A huge local trial was unfolding earlier this month in an upstate New York town and the newspaper that has owned the story from the start was not seeing its award-winning coverage show up at the top of Google search result pages.
The Daily Gazette, who we work with on digital content and subscription strategies, was covering the trial of Nauman Hussain. In October 2018, he was the operator of a limousine company that rented the vehicle involved in a crash that killed 20 people.
The paper covered every angle of this story but as the trial was winding down, they could see plenty of direct and social media referral traffic, but when it came to search, they weren’t winning like they wanted to.
What should they do?
We could see regional newspapers and TV stations and even national news sites who were covering the trial or aggregating coverage, were all ranking higher than the Daily Gazette in Google News searches.
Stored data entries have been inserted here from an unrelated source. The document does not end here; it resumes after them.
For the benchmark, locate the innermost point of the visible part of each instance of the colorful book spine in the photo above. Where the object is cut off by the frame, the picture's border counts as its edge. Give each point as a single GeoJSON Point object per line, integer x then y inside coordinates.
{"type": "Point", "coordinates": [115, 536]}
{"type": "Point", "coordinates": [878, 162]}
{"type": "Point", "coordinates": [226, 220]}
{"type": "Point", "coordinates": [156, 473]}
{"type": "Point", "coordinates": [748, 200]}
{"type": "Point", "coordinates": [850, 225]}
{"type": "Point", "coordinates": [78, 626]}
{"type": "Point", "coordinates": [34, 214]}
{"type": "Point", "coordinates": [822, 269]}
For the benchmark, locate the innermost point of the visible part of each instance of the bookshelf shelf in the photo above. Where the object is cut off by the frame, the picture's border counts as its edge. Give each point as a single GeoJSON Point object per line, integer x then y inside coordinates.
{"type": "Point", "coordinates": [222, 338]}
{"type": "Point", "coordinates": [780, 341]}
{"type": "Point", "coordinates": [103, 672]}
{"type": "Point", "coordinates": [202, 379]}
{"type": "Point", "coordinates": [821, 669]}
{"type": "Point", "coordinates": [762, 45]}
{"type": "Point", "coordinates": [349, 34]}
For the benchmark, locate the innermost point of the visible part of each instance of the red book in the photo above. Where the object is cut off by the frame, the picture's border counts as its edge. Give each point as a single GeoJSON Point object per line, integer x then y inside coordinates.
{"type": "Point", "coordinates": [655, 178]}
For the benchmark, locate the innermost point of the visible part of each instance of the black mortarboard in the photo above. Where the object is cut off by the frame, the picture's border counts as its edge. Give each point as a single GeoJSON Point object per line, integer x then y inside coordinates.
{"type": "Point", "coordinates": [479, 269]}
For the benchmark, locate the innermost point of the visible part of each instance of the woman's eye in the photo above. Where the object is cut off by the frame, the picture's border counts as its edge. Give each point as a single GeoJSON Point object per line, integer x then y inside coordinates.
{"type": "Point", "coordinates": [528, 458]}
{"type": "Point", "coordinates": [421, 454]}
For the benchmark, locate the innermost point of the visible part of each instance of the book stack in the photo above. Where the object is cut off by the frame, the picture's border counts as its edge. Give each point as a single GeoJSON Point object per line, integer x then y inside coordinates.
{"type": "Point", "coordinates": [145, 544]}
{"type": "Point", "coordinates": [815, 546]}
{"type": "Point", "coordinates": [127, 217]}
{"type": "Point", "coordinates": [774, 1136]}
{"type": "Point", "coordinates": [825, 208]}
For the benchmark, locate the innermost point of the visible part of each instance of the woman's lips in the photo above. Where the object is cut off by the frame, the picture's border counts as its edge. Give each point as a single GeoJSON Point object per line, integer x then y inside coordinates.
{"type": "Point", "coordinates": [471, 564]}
We suggested they do the following:
1. Change the headline
We could see that the term Schohaire limo trial was driving a lot of the top searched stories. While the Gazette had that name in the headline, it was at the back of the headline. We suggested to start headlines out with keywords like this: Schoharie limo crash trial: And then the specifics on what happened.
We know that Google likes searchable terms for ongoing coverage (elections as an example) to lead headlines, so this seemed like a sensible approach.
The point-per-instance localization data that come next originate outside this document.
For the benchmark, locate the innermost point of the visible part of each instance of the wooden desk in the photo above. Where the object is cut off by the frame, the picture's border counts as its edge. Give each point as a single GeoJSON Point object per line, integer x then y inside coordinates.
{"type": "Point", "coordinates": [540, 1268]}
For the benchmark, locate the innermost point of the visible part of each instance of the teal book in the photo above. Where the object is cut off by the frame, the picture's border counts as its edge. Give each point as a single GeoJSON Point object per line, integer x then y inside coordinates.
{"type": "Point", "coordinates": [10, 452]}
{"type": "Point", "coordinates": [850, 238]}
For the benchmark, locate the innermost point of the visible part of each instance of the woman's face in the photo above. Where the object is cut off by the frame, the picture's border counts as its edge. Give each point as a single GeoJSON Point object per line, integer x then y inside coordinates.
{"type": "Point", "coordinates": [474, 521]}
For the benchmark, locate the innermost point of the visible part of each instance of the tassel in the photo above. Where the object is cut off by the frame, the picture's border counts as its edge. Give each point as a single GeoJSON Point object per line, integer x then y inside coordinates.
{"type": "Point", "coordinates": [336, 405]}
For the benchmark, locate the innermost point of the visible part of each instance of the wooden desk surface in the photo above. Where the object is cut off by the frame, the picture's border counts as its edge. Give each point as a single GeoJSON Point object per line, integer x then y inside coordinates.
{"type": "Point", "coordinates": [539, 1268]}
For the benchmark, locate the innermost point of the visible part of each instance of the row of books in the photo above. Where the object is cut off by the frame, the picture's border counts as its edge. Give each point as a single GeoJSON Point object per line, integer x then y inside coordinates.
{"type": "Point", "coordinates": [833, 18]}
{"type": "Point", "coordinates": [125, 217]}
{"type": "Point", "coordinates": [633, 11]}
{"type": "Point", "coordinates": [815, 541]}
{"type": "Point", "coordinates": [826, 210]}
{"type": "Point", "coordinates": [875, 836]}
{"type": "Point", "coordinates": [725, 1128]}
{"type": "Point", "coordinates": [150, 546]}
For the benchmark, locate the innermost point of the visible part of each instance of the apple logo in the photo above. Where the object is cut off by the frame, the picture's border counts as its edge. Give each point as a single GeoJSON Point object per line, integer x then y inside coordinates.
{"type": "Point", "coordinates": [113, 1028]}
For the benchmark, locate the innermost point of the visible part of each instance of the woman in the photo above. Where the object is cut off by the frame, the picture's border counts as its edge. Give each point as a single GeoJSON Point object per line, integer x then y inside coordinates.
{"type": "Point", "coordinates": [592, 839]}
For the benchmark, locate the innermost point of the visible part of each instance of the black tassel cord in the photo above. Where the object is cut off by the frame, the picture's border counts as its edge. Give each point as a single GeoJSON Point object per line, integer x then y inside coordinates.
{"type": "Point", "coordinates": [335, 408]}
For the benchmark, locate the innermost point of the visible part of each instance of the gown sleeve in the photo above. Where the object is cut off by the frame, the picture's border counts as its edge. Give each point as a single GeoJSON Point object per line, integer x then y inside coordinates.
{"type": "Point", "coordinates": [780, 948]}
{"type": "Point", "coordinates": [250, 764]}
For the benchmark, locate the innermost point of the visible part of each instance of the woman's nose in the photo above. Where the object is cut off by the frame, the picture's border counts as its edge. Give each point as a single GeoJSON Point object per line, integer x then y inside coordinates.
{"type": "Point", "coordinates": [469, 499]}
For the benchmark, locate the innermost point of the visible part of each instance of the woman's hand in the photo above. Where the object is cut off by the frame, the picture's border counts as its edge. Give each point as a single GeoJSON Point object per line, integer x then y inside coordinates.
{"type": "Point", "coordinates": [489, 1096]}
We suggested looking at Google Trends each day to see what is trending and on that day we were looking, that term we suggested above, was a top query.
2. Link, link, link
Anytime there is anything ongoing, it’s critical to make sure your past coverage is being showcased via links in your story. One of the best ways to do this with a trial is to have a nice set of links at the bottom of your story with a header: Our ongoing coverage of the limo trial.
This approach gets specific keywords that are linked that Google can see, all showing your expertise, which is one of the key indicators that Google looks at when deciding what to index and show in search results.
3. Create unique URLs
The URL for their story that day was long and was the same as their headline. We know that Google likes custom URLs that are short, 50-60 characters is preferred.
We suggested they have a unique URL that has a few keywords from the trial in the headline.
Here is an example of what they did after our suggestion:
And as luck would have it, we had an SEO training session scheduled for the newsroom on the same day we received this query from their leadership team, wondering why this story was not appearing high in search. The timing couldn’t have been better.
So what happened?
The paper put several of the recommendations into practice that day and the next (which was when the limo driver was found guilty) and their search results really changed.
“Our digital team was able to immediately implement information that David covered in his SEO training and apply that knowledge to our coverage on a local story that was trending nationally,” said Erin Piihlaja, Director of Digital Media and Brand Strategy for The Gazette.
The results were positive, Erin said.
“We went from not appearing in the top search results for the story at all, to being ranked at or near the top for the remainder of our coverage,” she said.
Here is a screenshot that shows those results:
“David’s consulting was very helpful for both our seasoned SEO practitioners to our up-and-coming, less experienced teammates,” Erin said.